Network Access Methods
There are various methods of managing access to a network. If all network stations tried to talk at once, the messages would become unintelligible, and no communication could occur. Therefore a method of being sure that stations coordinate the sending of messages must be achieved. There are several methods listed below which have various advantages and disadvantages.
· Contention
- Carrier-Sense Multiple Access with Collision Detection (CSMA/CD) – Used by Ethernet
- Carrier-Sense Multiple Access with Collision Avoidance (CSMA/CA)
· Token Passing – A token is passed from one computer to another, which provides transmission permission.
· Demand Priority – Describes a method where intelligent hubs control data transmission. A computer will send a demand signal to the hub indicating that it wants to transmit. The hub sill respond with an acknowledgement that will allow the computer to transmit. The hub will allow computers to transmit in turn. An example of a demand priority network is 100VG-AnyLAN (IEEE 802.12). It uses a star-bus topology.
· Polling – A central controller, also called the primary device will poll computers, called secondary devices, to find out if they have data to transmit. Of so the central controller will allow them to transmit for a limited time, then the next device is polled. Token passing performs better when the network has a lot of traffic, while Ethernet which uses CSMA/CD is generally faster but loses performance when the network has a lot of traffic. CSMA/CD is basically a method that allows network stations to transmit any time they want. They, however, sense the network line and detect if another station has transmitted at the same time they did. This is called a collision. If a collision happened, the stations involved will retransmit at a later, randomly set time in hopes of avoiding another collision.
IP to link layer encapsulation
The requirements for IP to link layer encapsulation for hosts on a Ethernet network are:
· All hosts must be able to send and receive packets defined by RFC 894.
· All hosts should be able to receive a mix of packets defined by RFC 894 and RFC 1042.
· All hosts may be able to send RDC 1042 defined packets.
Hosts that support both must provide a means to configure the type of packet sent and the default must be packets defined by RFC 894.
Ethernet and IEEE 802 Encapsulation formats
Ethernet (RFC 894) message format consists of:
1. 6 bytes of destination address.
2. 6 bytes of source address.
3. 2 bytes of message type which indicates the type of data being sent.
4. 46 to 1500 bytes of data.
5. 4 bytes of cyclic redundancy check (CRC) information.
IEEE 802 (RFC 1042) Message format consists of 3 sections plus data and CRC as follows:
1. 802.3 Media Access Control section used to coordinate the sending of data between computers.
- 6 bytes of destination address.
- 6 bytes of source address.
- 2 bytes of length – The number of bytes that follow not including the CRC.
2. 802.2 Logical Link control establishes service access points (SAPs) between computers.
- 1 byte destination service access point (DSAP).
- 1 byte source service access point (SSAP).
- 1 byte of control.
3. Sub Network Access Protocol (SNAP).
- 3 bytes of org code.
- 2 bytes of message type which indicates the type of data being sent.
4. 38 to 1492 bytes of data.
5. 4 bytes of cyclic redundancy check (CRC) information.
Some Ethernet message types include:
· 0800 – IP datagram with length of 38 to 1492 bytes.
· 0806 – ARP request or reply with 28 bytes and pad bytes that are used to make the frame long enough for the minimum length.

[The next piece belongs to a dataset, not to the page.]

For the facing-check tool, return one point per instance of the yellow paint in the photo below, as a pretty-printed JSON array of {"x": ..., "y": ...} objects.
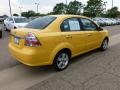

· 8035 – RARP request or reply of 28 bytes and pad bytes that are used to make the frame long enough for the minimum length.
These message types are the same for both formats above with the exception of the pad bytes. The pad bytes for the RFC 894 and RFC 1042 datagrams are of different lengths between the two message formats because the RFC 894 minimum message length is 46 bytes and the RFC 1042 minimum message length is 38 bytes. Also the two message formats above are distinguishable from each other. This is because the RFC 894 possible length values are exclusive of RFC 1042 possible type values.
Trailor Encapsulation
This is described in RFC 1122 and RFC 892, but this scheme is not used very often today. The trailer protocol [LINK:1] is a link-layer encapsulation method that rearranges the data contents of packets sent on the physical network. It may be used but only after it is verified that both the sending and receiving hosts support trailers. The verification is done for each host that is communicated with. RFC 1122 states: “Only packets with specific size attributes are encapsulated using trailers, and typically only a small fraction of the packets being exchanged have these attributes. Thus, if a system using trailers exchanges packets with a system that does not, some packets disappear into a black hole while others are delivered successfully.”
Trailer negotiation is performed when ARP is used to discover the media access control (MAC) address of the destination host. RFC 1122 states: “a host that wants to speak trailers will send an additional “trailer ARP reply” packet, i.e., an ARP reply that specifies the trailer encapsulation protocol type but otherwise has the format of a normal ARP reply. If a host configured to use trailers receives a trailer ARP reply message from a remote machine, it can add that machine to the list of machines that understand trailers, e.g., by marking the corresponding entry in the ARP cache.”